The hot weather got me thinking about the tomatoes I’m growing, which got me remembering working for my father, who had a wholesale fruit and vegetable business at the public market. I didn’t like working there because I thought selling tomatoes wasn’t glamorous enough for a young star like me.

But I was wrong. What an experience that was. I quote my father today, when I dispense my endless advice to my younger colleagues.

All of this came back to me as I’m going through boxes of documents and items I’ve collected over the decades of my work in HIV/AIDS. The material is going to the rare books collection at the University of Rochester library to boosts its archives on the history of HIV, particularly in Rochester.

This enamel AIDS ribbon was a gift from Dr. Nick Rango, who led the state’s AIDS Institute and helped us start Community Health Network.

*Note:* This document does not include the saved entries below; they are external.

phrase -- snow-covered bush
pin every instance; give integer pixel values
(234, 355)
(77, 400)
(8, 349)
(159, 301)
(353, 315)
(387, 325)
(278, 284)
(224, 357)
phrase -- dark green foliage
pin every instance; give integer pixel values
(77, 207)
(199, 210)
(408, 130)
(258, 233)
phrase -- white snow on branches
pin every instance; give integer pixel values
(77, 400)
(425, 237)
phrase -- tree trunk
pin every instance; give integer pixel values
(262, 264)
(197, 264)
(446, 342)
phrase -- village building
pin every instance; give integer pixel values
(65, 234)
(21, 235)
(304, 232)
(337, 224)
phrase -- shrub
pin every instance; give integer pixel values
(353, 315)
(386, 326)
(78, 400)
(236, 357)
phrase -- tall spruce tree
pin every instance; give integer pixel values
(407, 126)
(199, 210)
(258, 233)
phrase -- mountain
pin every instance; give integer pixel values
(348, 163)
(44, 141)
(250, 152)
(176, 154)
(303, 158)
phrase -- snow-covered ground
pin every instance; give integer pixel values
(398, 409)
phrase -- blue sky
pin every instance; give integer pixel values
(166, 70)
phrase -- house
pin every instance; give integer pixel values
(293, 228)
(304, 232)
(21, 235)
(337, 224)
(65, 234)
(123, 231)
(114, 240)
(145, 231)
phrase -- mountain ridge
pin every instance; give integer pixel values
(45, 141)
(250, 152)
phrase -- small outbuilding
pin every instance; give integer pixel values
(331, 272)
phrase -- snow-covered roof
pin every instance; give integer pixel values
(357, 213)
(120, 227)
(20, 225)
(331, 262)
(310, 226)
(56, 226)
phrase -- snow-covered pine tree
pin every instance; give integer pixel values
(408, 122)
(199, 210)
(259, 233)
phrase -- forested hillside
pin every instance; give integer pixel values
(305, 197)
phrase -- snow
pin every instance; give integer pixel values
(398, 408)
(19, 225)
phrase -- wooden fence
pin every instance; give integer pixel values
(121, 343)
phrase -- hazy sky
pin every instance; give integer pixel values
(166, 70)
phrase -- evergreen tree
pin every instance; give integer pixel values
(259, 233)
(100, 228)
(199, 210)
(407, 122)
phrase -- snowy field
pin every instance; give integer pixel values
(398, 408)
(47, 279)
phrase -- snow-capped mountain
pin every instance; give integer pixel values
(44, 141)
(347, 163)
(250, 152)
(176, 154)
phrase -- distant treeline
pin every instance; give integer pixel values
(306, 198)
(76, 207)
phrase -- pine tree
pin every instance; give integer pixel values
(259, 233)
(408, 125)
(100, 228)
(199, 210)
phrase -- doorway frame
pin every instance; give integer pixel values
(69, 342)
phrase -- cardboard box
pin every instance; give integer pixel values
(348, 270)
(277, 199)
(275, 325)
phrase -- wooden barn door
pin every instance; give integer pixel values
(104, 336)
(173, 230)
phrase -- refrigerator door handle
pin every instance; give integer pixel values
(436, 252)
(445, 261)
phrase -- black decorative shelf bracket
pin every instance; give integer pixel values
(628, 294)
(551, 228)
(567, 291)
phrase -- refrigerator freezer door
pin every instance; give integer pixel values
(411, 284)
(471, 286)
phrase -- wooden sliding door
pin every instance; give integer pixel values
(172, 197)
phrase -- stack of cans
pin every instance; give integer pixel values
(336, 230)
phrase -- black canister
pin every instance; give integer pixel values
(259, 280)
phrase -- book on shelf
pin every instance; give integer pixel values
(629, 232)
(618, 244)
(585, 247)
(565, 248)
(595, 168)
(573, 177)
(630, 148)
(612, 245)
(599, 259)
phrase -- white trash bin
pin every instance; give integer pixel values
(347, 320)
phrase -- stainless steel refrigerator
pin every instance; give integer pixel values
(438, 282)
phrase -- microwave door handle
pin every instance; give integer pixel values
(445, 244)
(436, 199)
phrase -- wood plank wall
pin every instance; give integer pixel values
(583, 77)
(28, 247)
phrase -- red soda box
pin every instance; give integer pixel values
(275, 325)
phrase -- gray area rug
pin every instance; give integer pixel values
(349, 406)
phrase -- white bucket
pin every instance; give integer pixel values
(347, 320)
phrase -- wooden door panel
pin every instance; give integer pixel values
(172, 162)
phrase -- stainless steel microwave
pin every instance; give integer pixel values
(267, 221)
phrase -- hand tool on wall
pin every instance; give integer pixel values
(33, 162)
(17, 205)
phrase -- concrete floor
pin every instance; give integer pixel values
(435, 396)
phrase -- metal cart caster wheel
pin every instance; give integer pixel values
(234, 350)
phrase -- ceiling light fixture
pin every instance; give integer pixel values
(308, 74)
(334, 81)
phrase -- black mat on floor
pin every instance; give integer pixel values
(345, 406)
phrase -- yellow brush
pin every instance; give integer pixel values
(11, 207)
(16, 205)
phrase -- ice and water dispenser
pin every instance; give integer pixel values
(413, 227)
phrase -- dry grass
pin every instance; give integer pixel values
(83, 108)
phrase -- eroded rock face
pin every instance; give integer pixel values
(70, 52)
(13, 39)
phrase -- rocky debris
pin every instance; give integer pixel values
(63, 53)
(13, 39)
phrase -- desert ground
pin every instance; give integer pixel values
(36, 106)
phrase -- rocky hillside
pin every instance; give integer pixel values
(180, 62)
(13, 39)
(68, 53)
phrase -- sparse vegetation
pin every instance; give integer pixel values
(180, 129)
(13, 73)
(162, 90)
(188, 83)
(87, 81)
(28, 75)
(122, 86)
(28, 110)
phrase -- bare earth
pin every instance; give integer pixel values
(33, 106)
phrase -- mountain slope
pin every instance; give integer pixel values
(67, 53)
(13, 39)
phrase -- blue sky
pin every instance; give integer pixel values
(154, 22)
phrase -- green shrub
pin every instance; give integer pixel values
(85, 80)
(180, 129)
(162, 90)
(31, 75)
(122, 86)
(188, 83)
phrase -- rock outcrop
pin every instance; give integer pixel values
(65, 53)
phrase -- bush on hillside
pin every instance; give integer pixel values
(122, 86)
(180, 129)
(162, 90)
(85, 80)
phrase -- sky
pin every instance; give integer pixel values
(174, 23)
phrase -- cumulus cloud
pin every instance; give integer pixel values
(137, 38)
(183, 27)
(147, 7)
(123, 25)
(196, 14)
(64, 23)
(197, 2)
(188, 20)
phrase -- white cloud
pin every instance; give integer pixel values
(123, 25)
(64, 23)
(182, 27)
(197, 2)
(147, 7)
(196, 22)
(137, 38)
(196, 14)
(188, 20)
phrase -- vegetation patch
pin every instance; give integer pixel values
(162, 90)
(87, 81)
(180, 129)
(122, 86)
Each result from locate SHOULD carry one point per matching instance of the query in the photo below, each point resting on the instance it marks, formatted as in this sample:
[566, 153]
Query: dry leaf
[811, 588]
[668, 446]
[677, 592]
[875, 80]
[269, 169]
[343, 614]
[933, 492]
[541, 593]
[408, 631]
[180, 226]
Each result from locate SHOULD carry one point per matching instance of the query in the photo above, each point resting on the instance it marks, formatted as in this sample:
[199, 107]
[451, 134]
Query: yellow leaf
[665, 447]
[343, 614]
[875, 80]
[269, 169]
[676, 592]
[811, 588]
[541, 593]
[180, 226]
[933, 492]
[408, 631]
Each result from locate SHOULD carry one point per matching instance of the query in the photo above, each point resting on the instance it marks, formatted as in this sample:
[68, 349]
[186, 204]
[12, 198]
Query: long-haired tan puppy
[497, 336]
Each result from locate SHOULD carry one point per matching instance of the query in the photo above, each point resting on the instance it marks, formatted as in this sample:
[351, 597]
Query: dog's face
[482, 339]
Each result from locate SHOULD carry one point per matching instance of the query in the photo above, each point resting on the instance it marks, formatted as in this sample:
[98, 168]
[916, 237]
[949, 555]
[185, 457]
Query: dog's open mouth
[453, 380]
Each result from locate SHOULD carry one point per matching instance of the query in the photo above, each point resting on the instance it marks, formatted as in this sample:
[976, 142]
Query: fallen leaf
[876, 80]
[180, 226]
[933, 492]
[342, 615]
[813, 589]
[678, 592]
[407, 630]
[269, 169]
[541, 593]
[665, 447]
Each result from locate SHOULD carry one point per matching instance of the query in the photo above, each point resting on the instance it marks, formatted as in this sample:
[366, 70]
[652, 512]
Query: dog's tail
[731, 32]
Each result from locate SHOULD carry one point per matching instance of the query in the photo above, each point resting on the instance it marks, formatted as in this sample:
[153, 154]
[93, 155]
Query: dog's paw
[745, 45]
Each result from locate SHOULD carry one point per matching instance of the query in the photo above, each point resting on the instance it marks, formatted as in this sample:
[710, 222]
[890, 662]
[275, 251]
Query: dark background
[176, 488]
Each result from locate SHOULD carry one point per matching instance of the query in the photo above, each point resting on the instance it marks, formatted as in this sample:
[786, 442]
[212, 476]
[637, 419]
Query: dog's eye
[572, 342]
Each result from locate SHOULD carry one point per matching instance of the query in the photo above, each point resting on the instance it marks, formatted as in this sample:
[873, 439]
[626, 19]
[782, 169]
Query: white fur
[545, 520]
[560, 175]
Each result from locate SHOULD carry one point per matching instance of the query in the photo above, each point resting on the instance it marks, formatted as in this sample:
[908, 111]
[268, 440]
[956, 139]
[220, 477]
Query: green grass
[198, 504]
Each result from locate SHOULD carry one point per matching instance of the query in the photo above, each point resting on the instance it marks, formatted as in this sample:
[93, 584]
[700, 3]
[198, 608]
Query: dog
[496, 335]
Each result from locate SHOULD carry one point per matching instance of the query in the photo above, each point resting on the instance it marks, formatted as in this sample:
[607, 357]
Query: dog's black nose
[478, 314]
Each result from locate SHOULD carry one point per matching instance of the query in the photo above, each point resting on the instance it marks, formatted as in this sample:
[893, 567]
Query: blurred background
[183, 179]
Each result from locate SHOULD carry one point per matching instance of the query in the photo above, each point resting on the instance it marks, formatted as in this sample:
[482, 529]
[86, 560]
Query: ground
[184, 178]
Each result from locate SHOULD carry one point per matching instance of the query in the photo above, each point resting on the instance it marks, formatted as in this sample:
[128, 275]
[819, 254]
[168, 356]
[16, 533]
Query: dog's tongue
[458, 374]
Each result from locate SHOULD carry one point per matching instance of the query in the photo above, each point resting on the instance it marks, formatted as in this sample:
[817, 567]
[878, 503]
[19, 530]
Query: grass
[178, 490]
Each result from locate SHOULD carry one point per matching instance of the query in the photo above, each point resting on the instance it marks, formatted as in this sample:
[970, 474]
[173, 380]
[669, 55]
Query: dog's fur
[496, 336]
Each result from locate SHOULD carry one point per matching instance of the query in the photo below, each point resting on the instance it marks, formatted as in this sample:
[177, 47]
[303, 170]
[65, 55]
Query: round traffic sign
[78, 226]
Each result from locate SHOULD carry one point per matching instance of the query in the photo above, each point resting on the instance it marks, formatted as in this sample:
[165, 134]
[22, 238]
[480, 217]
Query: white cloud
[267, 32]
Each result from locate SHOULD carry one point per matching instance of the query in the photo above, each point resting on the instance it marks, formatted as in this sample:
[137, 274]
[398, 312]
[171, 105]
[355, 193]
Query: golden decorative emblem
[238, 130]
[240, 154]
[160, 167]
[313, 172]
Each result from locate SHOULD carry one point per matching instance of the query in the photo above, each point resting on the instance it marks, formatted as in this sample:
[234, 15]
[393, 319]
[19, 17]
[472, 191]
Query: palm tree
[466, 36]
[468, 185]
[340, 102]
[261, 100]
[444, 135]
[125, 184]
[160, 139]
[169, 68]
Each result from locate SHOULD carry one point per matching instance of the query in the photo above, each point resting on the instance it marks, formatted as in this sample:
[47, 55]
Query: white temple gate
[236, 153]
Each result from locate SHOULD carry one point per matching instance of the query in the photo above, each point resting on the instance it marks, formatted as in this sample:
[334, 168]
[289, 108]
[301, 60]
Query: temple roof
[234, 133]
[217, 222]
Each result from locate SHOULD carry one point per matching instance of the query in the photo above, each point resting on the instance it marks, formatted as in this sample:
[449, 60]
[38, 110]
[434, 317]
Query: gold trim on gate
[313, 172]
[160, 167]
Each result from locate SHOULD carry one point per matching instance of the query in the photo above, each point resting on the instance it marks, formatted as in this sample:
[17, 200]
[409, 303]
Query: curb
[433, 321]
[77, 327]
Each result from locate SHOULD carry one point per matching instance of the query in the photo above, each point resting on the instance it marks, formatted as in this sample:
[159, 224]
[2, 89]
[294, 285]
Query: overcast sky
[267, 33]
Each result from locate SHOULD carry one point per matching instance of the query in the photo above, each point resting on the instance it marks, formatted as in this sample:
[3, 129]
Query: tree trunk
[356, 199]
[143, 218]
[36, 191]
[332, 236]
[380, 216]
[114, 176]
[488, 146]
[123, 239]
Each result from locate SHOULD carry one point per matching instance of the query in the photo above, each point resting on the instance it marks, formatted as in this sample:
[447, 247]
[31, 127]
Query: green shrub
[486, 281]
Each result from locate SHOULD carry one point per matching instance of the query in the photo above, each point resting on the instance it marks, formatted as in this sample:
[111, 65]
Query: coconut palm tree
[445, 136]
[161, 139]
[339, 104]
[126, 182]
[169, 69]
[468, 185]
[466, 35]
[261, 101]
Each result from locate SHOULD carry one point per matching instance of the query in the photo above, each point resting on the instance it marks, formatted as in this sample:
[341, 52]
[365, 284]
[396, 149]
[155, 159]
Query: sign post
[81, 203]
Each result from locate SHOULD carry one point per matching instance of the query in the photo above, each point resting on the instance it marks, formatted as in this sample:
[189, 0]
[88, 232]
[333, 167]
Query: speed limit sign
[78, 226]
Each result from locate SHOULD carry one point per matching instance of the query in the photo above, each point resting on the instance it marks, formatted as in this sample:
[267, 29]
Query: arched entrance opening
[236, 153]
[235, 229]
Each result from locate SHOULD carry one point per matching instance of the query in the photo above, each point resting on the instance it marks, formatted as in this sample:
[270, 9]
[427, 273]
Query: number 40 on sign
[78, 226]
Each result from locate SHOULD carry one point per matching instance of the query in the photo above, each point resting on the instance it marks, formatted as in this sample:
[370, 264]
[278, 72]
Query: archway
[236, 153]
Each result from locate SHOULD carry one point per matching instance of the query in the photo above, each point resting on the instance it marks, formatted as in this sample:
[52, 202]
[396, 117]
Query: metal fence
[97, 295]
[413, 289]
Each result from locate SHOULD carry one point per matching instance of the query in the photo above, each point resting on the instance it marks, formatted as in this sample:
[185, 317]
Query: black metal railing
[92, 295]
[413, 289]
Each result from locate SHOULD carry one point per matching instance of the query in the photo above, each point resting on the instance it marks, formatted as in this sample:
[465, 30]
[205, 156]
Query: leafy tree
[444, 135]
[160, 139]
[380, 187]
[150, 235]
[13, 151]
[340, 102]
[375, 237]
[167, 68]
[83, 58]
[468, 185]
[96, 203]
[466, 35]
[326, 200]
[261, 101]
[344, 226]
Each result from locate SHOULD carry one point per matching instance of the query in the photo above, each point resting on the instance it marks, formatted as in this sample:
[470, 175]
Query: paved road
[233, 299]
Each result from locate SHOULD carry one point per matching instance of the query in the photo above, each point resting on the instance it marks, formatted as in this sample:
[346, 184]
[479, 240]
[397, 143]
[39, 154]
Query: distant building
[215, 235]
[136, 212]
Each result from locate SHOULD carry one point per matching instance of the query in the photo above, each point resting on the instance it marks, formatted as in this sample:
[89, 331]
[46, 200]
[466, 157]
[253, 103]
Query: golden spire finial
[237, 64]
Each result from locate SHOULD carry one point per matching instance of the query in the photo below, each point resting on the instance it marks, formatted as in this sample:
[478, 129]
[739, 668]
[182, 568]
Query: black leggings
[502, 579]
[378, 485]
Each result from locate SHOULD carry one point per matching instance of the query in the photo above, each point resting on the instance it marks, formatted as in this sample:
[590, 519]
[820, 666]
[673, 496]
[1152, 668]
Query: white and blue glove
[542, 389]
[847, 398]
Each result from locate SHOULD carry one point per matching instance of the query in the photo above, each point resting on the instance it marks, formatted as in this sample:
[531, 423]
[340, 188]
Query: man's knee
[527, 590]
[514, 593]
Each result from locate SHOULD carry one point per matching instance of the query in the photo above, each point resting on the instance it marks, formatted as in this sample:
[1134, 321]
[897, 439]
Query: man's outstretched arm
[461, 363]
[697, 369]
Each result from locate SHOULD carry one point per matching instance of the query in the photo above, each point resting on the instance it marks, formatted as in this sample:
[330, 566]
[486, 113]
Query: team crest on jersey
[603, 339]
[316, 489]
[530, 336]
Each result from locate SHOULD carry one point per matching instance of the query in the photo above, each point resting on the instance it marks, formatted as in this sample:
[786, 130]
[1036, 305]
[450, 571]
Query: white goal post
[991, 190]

One item I found after all this time was an enamel AIDS ribbon lapel pin given to me by Dr. Nick Rango, a physician in New York City who became director of the state health department’s AIDS Institute.

Dr. Steve Scheibel and I met Nick in 1988 when we were putting together the Community Health Network, now called Trillium Health. We went to talk to him about some money to help us get started. He dispensed advice to us about the whole project and that it was needed, but it was going to be expensive to do. He gave us $50,000 and each of us one of these AIDS ribbons to wear.

A gift when I graduated medical school.

I also found a little figurine that my former wife gave me when I graduated from medical school. We always thought it was interesting because it looks like how I looked at the time – no gray hair, a mustache, and a little doctor bag.

More recently, at an AIDS fundraiser, some people who worked for a pharmaceutical company gave me one of those stress-reducing squeeze toys in the shape of a white-haired, mustachioed doctor who wears glasses and is in a white coat.

Some pharmaceutical representatives gave me this at an AIDS fundraiser. We thought it was quite funny.

We thought that was quite funny. They thought it looked like me. I don’t know. But the mustache and glasses kind of give it away. You reach a point, if you do this long enough, you become a parody of yourself.

I have cartons of these types of things, and they all tell a story – the story of community, how people are connected to the movement, and they think about it and give you things related to it.

I've said this before but I’ve got to say it again. This this community really responds and continues to respond to the occasion. If you're going to try and tackle something as devastating and explosive and as difficult as AIDS in those early days, this is a very good place to do that because you have community here who really care about what's going on.